Le réel enjeu pour l’entreprise est de savoir organiser sa mémoire « juridique » en réalisant dès l’origine la cartographie de ces bases de données en fonction des éléments contractuels pertinents. Le créateur de la base a-t-il cédé ses droits et sur quel périmètre ? Le créateur de la base a-t-il accordé une licence pour quelle unité de valeur et pour combien de temps ? Cette cartographie doit également s’accompagner d’une forte sensibilisation des équipes informatiques pour comprendre le mécanisme des droits concédés au travers d’une licence.

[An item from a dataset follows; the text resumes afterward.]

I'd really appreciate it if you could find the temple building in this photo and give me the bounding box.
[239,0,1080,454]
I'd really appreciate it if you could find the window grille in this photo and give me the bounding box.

Le risque de concurrence déloyale et l’acte parasitaire sont plus difficile à tempérer eu égard à l’appréciation souveraine des juges de fond. S’agissant de morale des affaires mais également d’opportunisme économique de l’entrepreneur, le seul moyen pour limiter ce risque est de parvenir à anticiper l’évolution du système d’information en informant en amont le créateur de la base des potentialités d’usages de son œuvre au regard des objectifs de développements poursuivis par l’entreprise. Cette solution viserait à caractériser la loyauté de l’entreprise, élément qui sera apprécié dans le cadre du recours pour concurrence déloyale. A défaut, l’entreprise sera conduite à invoquer l’action judicaire abusive ou dilatatoire du plaignant ; agissements non conformes à la morale des affaires et source de chronophagie et de pertes financières.